Критик как художник (сборник) - стр. 14
Едва ли. Скорее, Уайльд, как подлинный гений из древнего до-буржуазного века, прошел все круги всех земных сфер, а вместе и срединных, небесных, чтобы в конце концов возвратиться к яркому свету поэзии. Не должно смущать то, что смерть его была так бесславна, ведь даже божественный Данте покинул этот лучший из миров не самым счастливым из смертных. Победы их – их творения, равные сотворению мира, где гений мироздания дублирует себя в исключительных индивидах. Так, сотворенный мир Уайльда – вполне реальный мир увядающей Европы в век эстетизма, трагедия которого в том, что декаданс – это его противоречивая сущность. Никогда еще прекрасное и омерзительное, благоухающее и смрадное, яркое и мрачное не плясали так тесно на этой земле.

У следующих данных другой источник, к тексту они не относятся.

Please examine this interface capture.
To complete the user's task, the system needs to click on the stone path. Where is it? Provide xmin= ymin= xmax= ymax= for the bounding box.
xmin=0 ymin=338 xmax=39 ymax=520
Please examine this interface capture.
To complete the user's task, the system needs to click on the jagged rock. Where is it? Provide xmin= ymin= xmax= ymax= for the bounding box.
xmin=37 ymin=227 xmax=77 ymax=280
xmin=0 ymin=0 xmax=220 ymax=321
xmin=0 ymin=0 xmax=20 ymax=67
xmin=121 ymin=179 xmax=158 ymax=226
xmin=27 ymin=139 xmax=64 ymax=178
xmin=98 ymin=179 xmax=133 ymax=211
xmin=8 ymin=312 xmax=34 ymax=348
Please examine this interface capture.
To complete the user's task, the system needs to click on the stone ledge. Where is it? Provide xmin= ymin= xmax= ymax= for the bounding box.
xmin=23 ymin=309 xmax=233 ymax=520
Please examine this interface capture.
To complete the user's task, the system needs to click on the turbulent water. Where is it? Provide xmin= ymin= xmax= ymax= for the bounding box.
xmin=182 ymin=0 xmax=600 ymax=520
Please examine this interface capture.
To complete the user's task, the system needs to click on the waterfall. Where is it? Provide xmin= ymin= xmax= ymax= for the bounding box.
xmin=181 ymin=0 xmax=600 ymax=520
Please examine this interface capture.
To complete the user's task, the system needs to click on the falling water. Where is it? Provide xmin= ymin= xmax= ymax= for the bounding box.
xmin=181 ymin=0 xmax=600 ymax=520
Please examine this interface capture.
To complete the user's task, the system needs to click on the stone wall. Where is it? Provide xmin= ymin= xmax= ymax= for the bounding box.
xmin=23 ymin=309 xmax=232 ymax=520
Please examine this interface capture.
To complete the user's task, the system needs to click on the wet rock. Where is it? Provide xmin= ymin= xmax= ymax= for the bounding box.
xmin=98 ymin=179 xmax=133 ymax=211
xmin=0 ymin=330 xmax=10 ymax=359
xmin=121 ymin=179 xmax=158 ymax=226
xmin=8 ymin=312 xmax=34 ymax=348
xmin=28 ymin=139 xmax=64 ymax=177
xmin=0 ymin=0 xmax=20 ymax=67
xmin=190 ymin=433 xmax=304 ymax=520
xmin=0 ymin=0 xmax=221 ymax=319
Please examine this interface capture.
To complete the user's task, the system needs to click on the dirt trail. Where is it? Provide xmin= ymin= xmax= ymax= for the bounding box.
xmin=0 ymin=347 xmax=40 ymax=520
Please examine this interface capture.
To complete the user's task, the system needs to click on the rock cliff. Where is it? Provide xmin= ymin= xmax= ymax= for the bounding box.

Трагедия эстета в том, что он убил в себе романтика, оставив вместо души одного только гомункулуса – декадента. Своего рода образцовая логическая ошибка: ведь именно романтизм изобретает эстетику, и в нем она расцветает до высших своих форм – таких, как «Письма…» Шиллера или философия искусства Шеллинга, как личный гений Гете или, что уж там, немецкое открытие никому в Англии не нужного Шекспира. Эстет, наследник ветреного, часто глуповатого денди, взял свой эстетизм взаем, как Браммелл скопировал Байрона, забыв заплатить по счету. Не удосужившись усилием пере-открытия романтизма, он лишился того ведущего, что позволяет эстетике быть собой – той самой глубины, души или, почему нет, субъективности, которые, как взгляд бедного Пруста, не просто скользят по поверхности мертвых вещей, но наполняют их жизнью – т. е. самой глубиной одушевленной субъективности.
Именно поэтому главный эстет Оскар Уайльд был куда больше, чем просто эстет: всю жизнь посартровски прикидываясь вещами, он знал глубину и торжество священного дыхания самой этой жизни, к которым он и вернулся, пройдя через ад, чтоб из той глубины воззвать к убиенному Богу. Другими словами, эстет в своем сердце вернулся к романтику, переоткрыв, таким образом, это самое сердце. Всё потому, что романтический взгляд, идущий de profundis, возвращается (в отличие от декадентского, который остается в своем роде пустым), он наполнен.